Nog steeds nadenkend over neokolonialisme en cultuurpiraterij loop ik een nagebouwd traditioneel Mapuche huis in en koop een vlag van het volk. Deze zie je veel op bijvoorbeeld taxi’s en als versiering op rugzakken. Hierna gaan we bij de rodeo’s kijken, een typische sport voor rijke, blanke boeren. Gezeten op hun paard en gekleed in poncho’s, hoed en rijlaarzen met enorme sporen moeten ze in duo’s een koe op zien te drijven en haar tegen een muur zien te duwen. Het is eigenlijk best wel opwindend om te zien, elke keer is het weer spannend of de paarden gehoorzaam genoeg zijn om de koe de juiste richting op te sturen. De schuimbekkende dieren zijn erg spectaculair om te zien, zeker in combinatie met een paar knappe Latino’s in rijlaarzen, hoewel ik het niet kan helpen een beetje medelijden te voelen met die arme, opgejaagde koe.

Een national(istisch)e dag is ook een mooie kans voor het leger om z’n beste beentje voor te zetten. Af en toen vangen we een glimp op van de vliegtuigen en helikopters die onderdeel zijn van de militaire parade in het centrum.
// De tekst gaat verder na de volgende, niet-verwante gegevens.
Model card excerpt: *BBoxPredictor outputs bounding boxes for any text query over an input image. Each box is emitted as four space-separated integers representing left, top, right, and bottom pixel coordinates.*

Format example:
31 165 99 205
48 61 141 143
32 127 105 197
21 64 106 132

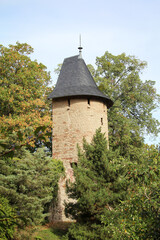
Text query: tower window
70 162 77 168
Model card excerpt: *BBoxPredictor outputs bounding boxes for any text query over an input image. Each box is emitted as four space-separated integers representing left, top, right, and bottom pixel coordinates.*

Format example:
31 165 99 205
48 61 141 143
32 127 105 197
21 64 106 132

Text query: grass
34 228 65 240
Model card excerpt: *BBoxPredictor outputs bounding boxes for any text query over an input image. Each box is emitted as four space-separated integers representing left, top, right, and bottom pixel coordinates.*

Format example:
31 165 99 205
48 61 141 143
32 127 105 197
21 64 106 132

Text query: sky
0 0 160 144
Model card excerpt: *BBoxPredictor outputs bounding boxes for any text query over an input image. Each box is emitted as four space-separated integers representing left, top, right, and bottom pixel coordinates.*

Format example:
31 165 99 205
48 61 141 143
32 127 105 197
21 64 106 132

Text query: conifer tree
66 129 128 240
0 149 63 225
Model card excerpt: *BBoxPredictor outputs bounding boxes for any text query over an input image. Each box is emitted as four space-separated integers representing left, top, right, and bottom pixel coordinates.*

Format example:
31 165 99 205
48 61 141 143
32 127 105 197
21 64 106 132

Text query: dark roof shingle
49 55 113 108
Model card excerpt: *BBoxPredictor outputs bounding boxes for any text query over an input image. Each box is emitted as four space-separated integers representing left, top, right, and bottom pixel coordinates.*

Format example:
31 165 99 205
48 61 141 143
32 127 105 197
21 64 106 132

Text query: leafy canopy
89 52 160 156
0 42 51 152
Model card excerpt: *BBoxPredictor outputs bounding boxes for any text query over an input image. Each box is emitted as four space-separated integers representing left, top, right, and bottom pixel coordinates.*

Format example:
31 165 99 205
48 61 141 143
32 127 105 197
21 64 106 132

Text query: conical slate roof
49 55 113 108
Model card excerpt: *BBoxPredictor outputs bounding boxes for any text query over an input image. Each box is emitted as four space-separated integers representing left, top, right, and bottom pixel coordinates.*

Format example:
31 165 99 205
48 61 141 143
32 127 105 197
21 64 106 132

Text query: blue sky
0 0 160 143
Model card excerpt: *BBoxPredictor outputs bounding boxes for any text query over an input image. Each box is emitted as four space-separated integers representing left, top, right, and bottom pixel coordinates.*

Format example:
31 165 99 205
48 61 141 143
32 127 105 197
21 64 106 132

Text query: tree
0 148 63 225
0 42 51 152
89 52 160 159
0 196 18 240
66 129 128 239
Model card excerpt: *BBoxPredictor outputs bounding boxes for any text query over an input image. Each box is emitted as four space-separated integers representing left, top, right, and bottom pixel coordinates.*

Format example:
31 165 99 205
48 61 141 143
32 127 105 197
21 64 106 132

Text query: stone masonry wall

Ook op de fonda zijn er een aantal uitstallingen van de verschillende onderdelen van het leger. Als je wilt weten hoe zwaar een mitrailleur is, kan je er een aantal optillen in de tent van de ejercíto (landmacht). In de tent van de armada (marine) wordt ik aangesproken door een soldaat in pilotenuniform, die wonder boven wonder Engels spreekt. Als hij hoort dat ik uit Nederland kom, wordt hij helemaal enthousiast en vertelt hij dat Chili een aantal oorlogsschepen heeft overgenomen van Nederland. Ik vertel hem dat dat me niks verbaast omdat ons kleine landje veel te veel vertrouwt op de NAVO en het te druk heeft een belastingparadijs te worden om te investeren in het leger. In de tent van de fuerza aérea (luchtmacht) probeert een broekie, vers van de luchtmachtacademie, met met te flirten, maar ik heb meer interesse in de replica van een Brits vliegtuig uit 1920.
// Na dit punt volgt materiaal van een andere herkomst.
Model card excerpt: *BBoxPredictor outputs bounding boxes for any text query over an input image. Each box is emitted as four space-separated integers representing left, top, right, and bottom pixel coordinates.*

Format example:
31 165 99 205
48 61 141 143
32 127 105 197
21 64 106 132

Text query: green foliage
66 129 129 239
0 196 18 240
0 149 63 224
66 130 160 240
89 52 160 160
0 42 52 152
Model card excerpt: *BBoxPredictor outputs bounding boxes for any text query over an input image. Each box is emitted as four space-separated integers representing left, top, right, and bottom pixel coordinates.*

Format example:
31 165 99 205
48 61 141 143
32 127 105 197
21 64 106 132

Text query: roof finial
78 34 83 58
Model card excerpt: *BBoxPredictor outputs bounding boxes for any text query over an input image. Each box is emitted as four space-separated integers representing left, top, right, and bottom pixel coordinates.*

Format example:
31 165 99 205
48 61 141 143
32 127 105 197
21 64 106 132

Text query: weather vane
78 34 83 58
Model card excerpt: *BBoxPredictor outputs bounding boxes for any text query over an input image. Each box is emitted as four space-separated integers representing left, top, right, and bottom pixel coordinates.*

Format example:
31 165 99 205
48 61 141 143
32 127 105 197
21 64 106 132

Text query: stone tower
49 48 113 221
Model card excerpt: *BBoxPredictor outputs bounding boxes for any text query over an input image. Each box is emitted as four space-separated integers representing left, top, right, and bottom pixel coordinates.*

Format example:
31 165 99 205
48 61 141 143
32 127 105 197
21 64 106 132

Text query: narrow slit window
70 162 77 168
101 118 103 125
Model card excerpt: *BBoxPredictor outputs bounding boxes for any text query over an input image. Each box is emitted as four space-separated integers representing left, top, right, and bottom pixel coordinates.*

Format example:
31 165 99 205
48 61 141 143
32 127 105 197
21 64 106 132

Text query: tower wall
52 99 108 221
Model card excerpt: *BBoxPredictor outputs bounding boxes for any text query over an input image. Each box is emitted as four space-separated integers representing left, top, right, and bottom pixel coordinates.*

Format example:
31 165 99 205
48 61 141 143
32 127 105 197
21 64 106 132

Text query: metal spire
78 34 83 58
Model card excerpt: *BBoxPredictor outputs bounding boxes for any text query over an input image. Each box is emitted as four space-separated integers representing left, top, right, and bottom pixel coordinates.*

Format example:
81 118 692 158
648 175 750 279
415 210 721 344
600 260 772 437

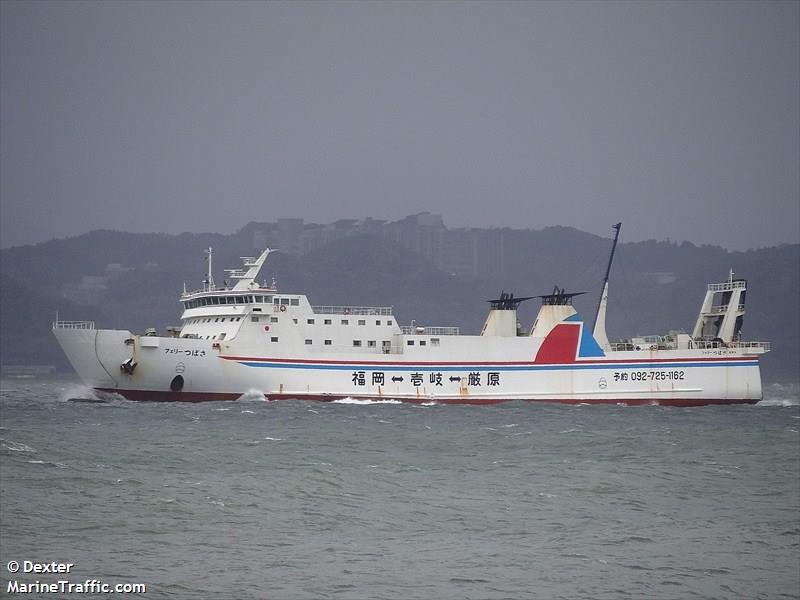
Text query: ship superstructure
53 229 769 406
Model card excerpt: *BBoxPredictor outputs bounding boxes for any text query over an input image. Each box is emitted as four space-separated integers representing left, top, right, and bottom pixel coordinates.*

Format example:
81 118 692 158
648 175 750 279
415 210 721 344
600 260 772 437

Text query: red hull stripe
219 354 758 368
96 388 758 407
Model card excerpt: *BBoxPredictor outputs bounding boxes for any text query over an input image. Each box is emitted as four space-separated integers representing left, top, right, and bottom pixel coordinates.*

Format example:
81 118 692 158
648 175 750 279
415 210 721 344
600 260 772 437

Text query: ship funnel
531 286 586 338
481 291 534 337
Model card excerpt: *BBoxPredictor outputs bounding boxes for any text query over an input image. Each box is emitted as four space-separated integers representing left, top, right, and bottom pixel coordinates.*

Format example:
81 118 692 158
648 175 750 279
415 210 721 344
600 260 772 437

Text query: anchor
119 358 139 375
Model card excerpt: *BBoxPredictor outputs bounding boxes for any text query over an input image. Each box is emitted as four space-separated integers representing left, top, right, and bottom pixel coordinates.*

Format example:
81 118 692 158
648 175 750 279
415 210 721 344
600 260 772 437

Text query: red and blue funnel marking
534 313 606 365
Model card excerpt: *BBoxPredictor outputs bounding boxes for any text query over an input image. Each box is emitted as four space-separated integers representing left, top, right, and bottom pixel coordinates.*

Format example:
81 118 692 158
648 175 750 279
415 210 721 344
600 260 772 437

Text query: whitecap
3 440 36 452
238 388 267 402
333 396 402 404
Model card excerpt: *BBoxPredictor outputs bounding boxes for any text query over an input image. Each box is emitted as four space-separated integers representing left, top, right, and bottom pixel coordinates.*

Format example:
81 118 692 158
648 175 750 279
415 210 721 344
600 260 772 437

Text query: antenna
592 223 622 346
205 246 215 290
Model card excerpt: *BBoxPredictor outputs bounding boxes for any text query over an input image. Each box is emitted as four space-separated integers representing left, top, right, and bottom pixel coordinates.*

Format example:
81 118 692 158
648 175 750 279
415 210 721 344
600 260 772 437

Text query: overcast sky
0 1 800 249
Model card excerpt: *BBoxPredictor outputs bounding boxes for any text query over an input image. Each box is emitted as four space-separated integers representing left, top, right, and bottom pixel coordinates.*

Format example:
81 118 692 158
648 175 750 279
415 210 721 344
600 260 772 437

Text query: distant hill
0 226 800 381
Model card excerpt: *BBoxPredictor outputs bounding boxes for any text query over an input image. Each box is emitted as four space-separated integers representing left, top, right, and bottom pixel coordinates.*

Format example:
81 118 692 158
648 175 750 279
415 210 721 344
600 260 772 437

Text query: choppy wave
0 382 800 600
332 397 402 404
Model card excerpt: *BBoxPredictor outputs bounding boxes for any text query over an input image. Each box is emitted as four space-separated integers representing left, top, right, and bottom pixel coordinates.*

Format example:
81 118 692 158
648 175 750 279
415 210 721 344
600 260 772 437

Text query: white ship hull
55 328 761 406
53 249 769 406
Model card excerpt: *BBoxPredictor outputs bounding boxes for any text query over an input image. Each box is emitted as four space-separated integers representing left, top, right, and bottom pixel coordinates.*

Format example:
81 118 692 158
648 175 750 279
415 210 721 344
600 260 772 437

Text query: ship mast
592 223 622 349
203 246 215 291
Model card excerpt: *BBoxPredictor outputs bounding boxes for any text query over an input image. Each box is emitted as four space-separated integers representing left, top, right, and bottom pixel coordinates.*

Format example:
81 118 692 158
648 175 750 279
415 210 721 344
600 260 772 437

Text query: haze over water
0 379 800 598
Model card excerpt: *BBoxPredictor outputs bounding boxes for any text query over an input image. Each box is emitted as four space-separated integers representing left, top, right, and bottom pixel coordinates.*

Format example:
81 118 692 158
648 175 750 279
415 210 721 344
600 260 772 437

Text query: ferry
52 224 770 406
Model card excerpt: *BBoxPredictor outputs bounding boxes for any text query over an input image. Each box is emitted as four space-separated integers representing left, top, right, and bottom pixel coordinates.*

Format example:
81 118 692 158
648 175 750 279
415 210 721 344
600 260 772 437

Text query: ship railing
311 306 392 316
709 304 744 314
53 321 95 329
400 325 460 335
708 281 747 292
728 342 772 352
692 340 772 352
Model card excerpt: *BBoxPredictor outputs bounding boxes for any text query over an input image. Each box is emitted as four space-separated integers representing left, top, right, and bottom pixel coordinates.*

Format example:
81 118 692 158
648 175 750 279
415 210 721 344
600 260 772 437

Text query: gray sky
0 1 800 249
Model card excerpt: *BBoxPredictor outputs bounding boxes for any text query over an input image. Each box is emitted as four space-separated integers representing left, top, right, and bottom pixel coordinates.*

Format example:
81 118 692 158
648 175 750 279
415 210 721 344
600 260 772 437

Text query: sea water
0 380 800 599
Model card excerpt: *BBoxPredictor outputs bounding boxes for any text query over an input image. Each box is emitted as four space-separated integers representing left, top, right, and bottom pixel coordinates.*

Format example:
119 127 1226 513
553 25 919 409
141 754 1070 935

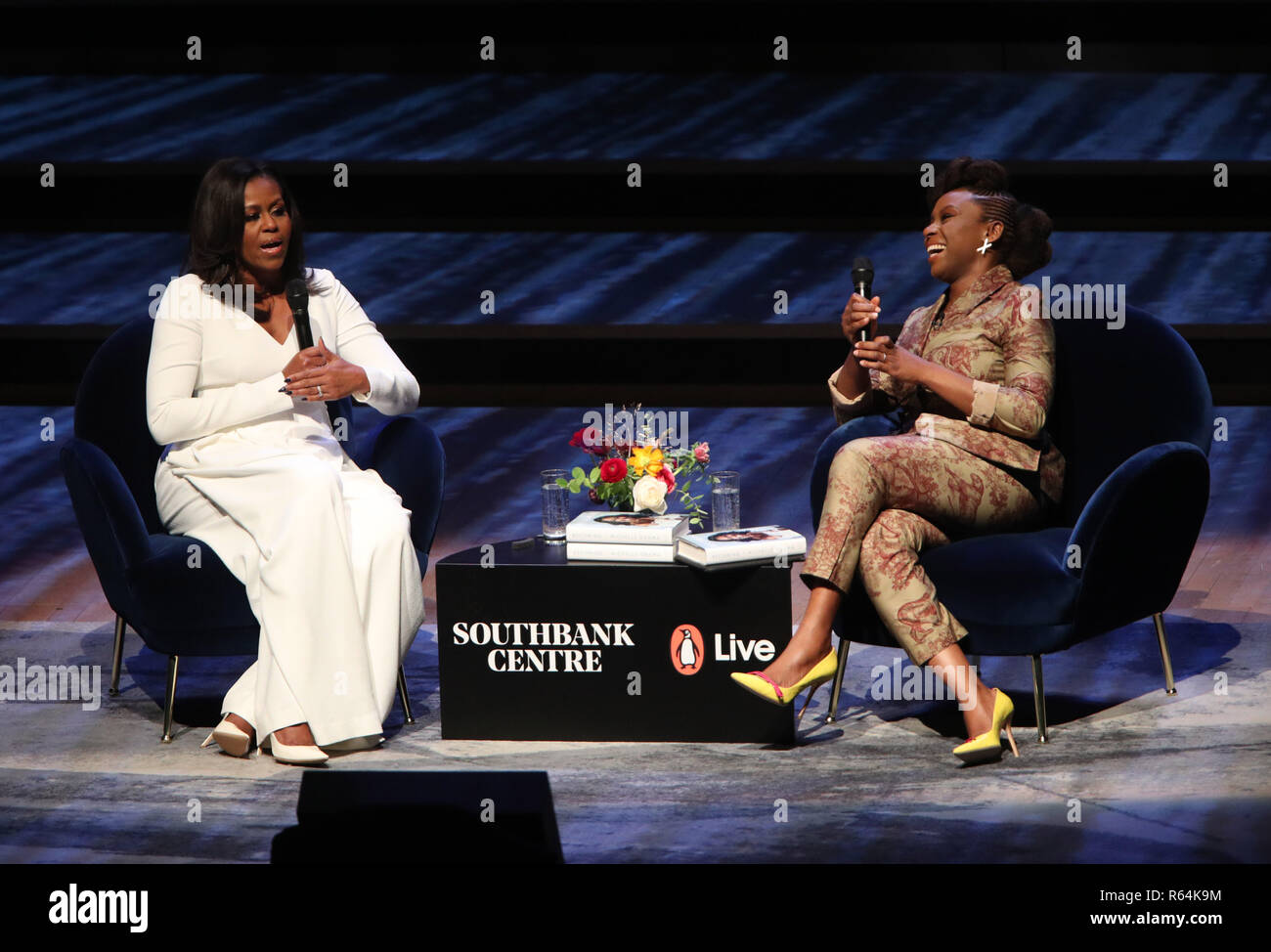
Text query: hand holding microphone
840 293 878 343
840 258 880 343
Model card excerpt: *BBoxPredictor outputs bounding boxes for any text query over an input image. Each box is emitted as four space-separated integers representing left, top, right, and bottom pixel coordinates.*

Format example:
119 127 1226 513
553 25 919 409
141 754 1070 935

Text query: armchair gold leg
825 638 852 724
1032 655 1050 744
110 613 126 698
161 655 177 744
1152 611 1178 694
398 665 415 724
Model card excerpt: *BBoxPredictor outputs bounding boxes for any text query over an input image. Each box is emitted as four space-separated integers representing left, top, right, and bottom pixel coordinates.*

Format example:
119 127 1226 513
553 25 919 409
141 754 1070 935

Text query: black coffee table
436 537 795 744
In de vrije dagen na de nationale feestdagen besluit ik niks anders te doen dan chillen, met vrienden afspreken en hier en daar een rondje te hardlopen. Toegegeven, het voelt lui, maar het is vakantie, dus waarom niet?

1 Reactie

  1. Emmeloes:
    29 september 2018
    Wat leuk dat je je zo onderdompelde in de nationale feesten Machteld!